In fact, bike racing was sort of an odd hobby - I knew that every single race was going to hurt. Not just slight discomfort, but real pain. And people signed up for that. It was fun. I’m sure competitive running is the same. Do it wrong and it is going to hurt. Do it right, it is still going to hurt.
Well, with what limited brisk walking that I’m doing, and expect to do more once my body re-situates itself, the increased breathing is expelling mucus from the trachea, and the general inertia slowly starts shuffling to work.
I’m convinced that you’re not really warmed up when you start your run.
This is OK for a get-out-of-resting-mode and preparing your muscles, tendons and joints for physical activity. It’s not, however, even remotely sufficient to get your body up there in maximum performance mode. To be really warmed up, need to use 20-30 minutes and you need to get your heart rate up to max at least a couple of times before your body is up to max performance.
What you’re experiencing is just your body reaching full performance mode. The first mile is just the real warmup
The warmup period is also generally going to take longer and longer time as your body ages.
I’m glad to see other people have this problem. Mine starts even before I run. When I know I’m going out for a run my knees will start hurting or my old ankle injury will start acting up or any number of old man aches and pains will announce themselves. They disappear a few minutes after I start, to be replaced by real pains.
The problem with starting a new running program, for me anyway, is that it takes weeks to work through this painful period to get to the point where I can run that first mile and get comfortable. The warm up period is always a mile but, for beginners, the run doesn’t even last that long. Even when you get up to two miles you still have to suffer the pain and awkwardness for half your workout.
In my running/racing days it always took me a couple of miles for things to really flow. Even racing took a good mile at pace even with a solid warmup.
I’ve been wondering about this because I must be a weird exception. I always feel best for the first mile. During that first mile I can run faster and am not out of breath. With my runs (which are aways 3 to 4 miles long) I always push myself to my maximum effort the entire time. I never warm up.

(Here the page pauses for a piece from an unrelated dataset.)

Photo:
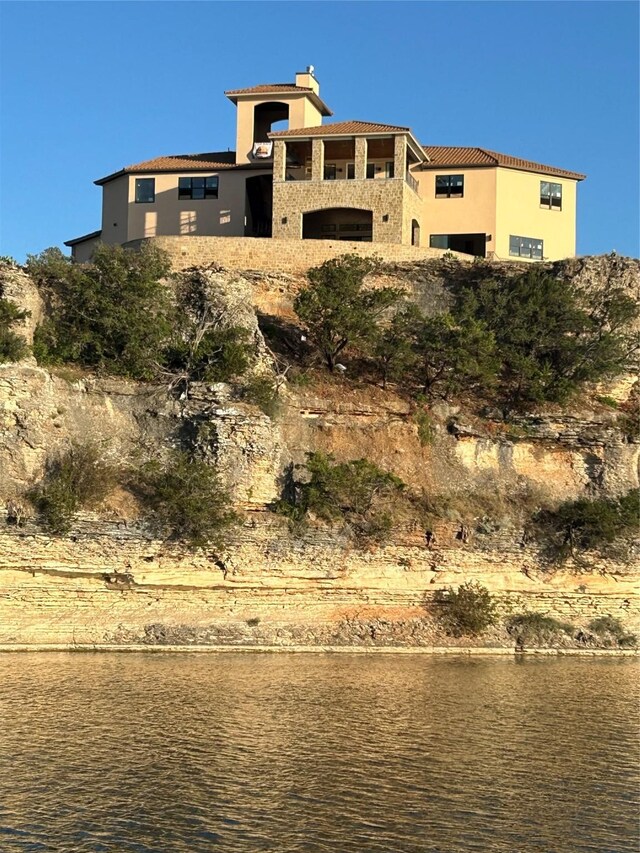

Back this past April, I couldn’t run 5km. But by running 3 times a week as described above I managed last week to run my very first 5km race in just a few seconds over 20 minutes. What was weird to me is during that race I zoomed ahead of everyone at the beginning, I didn’t realize what was going on because I knew some people should be much faster than me (and they were). But I just settled into my usual pace and kept it. During the race I was passed only after we’d run the first mile, but I know my pace is pretty consistent for the entire race. Other people seem to have a reserve to call upon which I don’t get.
Sounds like you’ve blown your reserve right out of the gate. I’ve been shooting for negative splits, but I only get it in my second mile. I’m probably blowing mine early as well.